Here it is btw as I know you guys here love pics


----------



## Hexer (Dec 7, 2019)

New strings arrived today, Ernie Ball 2824 Super Slinky. Installed them right away, not without giving the fretboard a treatment and the whole bass a new setup of course, tuned up, set intonation... sounded much different acousticly already, then plugged in.... F....ING hell what a difference! This beast has some massive drive! Had to modify settings on the POD and especially the preamp but I really like what I'm hearing now!  Clarity, punch (!), attack, tight clear lows, .... now we're talking!


----------



## HeHasTheJazzHands (Dec 7, 2019)

There's something about new strings on a bass that make them come alive, moreso than on a new guitar.


----------



## Hexer (Dec 8, 2019)

HeHasTheJazzHands said:


> There's something about new strings on a bass that make them come alive, moreso than on a new guitar.
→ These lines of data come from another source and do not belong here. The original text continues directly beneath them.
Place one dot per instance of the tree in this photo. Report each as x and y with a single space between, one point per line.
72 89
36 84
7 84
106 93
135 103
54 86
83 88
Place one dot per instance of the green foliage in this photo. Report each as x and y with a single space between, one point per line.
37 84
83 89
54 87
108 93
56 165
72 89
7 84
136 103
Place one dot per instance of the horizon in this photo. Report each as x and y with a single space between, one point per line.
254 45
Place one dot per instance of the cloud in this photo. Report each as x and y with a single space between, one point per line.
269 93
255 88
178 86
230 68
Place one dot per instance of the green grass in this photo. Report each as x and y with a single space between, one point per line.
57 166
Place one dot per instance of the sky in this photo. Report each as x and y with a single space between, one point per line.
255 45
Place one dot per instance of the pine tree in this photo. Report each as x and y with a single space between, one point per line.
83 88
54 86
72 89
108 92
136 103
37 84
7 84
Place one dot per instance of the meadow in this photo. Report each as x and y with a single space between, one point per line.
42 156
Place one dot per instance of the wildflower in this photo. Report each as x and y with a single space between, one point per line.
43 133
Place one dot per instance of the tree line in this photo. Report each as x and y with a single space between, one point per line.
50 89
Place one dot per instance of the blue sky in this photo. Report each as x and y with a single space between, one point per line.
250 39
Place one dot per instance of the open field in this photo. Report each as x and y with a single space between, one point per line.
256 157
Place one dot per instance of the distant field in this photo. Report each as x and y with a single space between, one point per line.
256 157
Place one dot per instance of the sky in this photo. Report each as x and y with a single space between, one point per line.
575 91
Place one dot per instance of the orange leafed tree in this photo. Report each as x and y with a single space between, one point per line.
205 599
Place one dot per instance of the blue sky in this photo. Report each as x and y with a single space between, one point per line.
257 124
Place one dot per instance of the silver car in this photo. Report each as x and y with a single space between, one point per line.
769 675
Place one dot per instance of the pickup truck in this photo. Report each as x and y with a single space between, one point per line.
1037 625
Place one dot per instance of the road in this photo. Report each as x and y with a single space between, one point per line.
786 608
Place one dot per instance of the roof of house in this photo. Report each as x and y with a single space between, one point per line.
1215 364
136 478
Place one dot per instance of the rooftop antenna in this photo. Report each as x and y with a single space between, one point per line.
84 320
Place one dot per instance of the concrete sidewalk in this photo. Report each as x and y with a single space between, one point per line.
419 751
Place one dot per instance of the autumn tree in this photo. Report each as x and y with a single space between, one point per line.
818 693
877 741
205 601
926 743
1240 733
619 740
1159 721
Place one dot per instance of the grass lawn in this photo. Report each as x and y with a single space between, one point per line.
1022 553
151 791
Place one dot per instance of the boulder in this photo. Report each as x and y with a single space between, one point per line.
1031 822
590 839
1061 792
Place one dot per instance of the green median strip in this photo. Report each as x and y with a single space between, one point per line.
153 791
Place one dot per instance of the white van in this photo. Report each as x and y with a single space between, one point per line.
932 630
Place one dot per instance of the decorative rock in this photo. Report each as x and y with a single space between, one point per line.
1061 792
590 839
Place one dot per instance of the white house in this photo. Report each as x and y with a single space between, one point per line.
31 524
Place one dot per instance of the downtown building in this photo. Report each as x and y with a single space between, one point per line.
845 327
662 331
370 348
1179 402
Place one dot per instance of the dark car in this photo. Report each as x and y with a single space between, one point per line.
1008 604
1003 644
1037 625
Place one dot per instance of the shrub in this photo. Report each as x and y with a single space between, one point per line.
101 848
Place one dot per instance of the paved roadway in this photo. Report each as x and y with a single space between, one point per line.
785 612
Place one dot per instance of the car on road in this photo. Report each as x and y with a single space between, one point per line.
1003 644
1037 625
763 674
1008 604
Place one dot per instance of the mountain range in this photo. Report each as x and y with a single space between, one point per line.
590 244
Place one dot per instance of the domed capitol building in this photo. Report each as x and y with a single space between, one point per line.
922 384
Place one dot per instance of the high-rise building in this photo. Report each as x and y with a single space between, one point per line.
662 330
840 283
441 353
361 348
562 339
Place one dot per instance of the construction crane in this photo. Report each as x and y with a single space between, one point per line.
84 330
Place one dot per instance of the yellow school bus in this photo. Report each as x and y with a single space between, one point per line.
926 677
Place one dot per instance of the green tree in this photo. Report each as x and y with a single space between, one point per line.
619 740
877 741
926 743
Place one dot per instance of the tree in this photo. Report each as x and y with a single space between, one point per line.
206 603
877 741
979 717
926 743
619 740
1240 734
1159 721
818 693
Absolutely! Good new strings make a world of a difference on a bass!


----------



## SteveFireland (Dec 29, 2019)

That looks great. Been thinking about picking one up myself, as my Stagg just isn't cutting it anymore!


----------



## Hexer (Dec 29, 2019)

It has D'Addario ProSteels on now, same gauges as the Ernie Balls before. I think steel wound strings will be my go to from now on. I just love what they do to the sound!  just.... metal!


----------



## HeHasTheJazzHands (Dec 29, 2019)

I wish they'd do more hybrid ERB sets. I love having nickels for the first 4 strings, but they tend to get muddy on the lower strings. Having a nickel/SS hybrid set would be killer.

I do tend to prefer nickels for bucker-loaded basses, particularly if they're Music Man buckers, MM-based, or EMG DC-series buckers. They have a high end zing that can get fatiguing to me after awhile.


----------